Banana Bread is an american bread with a base ingredient of mashed bananas. Done properly, it is moist cake-like and delicious!
I first tried this banana bread at a school meeting. My daughter had just started first grade, and one of the class parents decided to organize a get together. I absolutely loved it, and from that point I was on a mission to make the best one possible to serve to my family.
The parent who brought the banana bread over to the coffee meeting kindly agreed to share her recipe with me, and ever since then I have been making this wonderful banana bread. It’s really easy to prepare and it only requires a feel ingredients, most of them already staples in your food pantry.
My children love banana bread. They can’t get enough of it. It’s usually gone within two days in my household. It’s also a great desert to bring over to a family gathering, coffee hour at the church, or any other social event. Some food historians believe banana bread was a byproduct of the Great Depression as resourceful housewives did not wish to throw away overripe bananas (as they were still a costly item to purchase). I hope you enjoy making this banana bread as much as I do. It’s a keeper that will always be a part of my recipe book.
Banana Bread
Ingredients
- 3 overripe bananas peeled
- 2 eggs
- 1/2 cup vegetable or canola oil
- 1/2 cup whole milk yogurt
- 1 TSP of vanilla extract
- 1 3/4 cups all-purpose flour or for a *gluten-free* bread 1 3/4 cups rice flour
- 1/2 cup sugar
- 1/2 cup brown sugar
- 1 Tsp of baking soda
- 1/2 Tsp of cinammon
- 1 pinch of salt
Instructions
- - Preheat oven to 350 degrees F (175 degrees C). Butter and flour a 4x8-inch loaf pan.
- - In a large mixing bowl, mash the ripe bananas with a fork until completely smooth.
- - Stir in the eggs and mix. Stir in the oil, the yogurt, and the vanilla extract and mix.
- - In another bowl add all the dry ingredients and stir them together.
- - Mix the dry and the wet ingredients together.
- - Pour batter into the prepared loaf pan. Bake in preheated oven for 60 to 65 minutes, until a toothpick inserted into center of the bread comes out clean.
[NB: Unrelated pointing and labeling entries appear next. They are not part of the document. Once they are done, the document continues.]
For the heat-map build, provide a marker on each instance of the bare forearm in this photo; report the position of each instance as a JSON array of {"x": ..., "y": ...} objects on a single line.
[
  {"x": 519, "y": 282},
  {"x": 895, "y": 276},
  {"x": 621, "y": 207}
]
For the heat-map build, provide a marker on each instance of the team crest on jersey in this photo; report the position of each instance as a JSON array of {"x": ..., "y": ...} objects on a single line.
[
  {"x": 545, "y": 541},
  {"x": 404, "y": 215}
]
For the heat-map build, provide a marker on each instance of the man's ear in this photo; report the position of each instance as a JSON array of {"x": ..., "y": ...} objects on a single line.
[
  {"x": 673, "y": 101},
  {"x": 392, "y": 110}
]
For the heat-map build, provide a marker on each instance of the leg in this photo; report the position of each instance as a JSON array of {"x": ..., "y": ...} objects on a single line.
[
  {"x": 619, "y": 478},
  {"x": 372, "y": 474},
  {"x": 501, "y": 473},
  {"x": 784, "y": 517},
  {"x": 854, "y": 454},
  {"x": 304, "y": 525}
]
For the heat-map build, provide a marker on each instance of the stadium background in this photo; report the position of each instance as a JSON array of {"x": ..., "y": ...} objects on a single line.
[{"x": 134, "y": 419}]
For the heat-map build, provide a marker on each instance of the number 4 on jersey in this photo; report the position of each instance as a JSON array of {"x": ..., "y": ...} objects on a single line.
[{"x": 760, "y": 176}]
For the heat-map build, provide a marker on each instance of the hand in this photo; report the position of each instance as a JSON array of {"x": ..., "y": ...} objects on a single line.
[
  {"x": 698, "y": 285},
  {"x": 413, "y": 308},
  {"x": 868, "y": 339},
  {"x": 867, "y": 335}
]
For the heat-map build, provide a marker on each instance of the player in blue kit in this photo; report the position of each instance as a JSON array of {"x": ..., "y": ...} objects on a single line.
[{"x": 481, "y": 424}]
Mine took 63 minutes, but oven varies, so keep an eye on it.
- - Remove from the oven and cool in the baking pan for 10 minutes.
- - Remove from pan and cool another 10 minutes.
- - This banana bread keeps well at the kitchen counter for up to two days, or longer refrigerated.
- - Enjoy!
ELVIRA says
I made this the other day. I had only 2 bananas, so I added some chopped walnuts-the best banana bread we ever had! Perfect-moist, delicious and not too sweet! We loved it and will be making it again!
myglobalwordpress says
Hi, Elvira! That’s wonderful to know. I have made it with two bananas and it worked for me as well, as long as the bananas are not too small. I don’t bake often since I don’t like extremely sweet cakes. This banana bread is perfect because it has the right amount of sugar to satisfy my palette. I am so happy you agree with me. Thanks for your feedback!
Best, Carla.
Roberto says
Love banana bread, can’t wait to try this one,, looks amazing
myglobalwordpress says
Thanks so much Roberto. This recipe is a staple at my kitchen and at so many readers and family members. I hope you like it!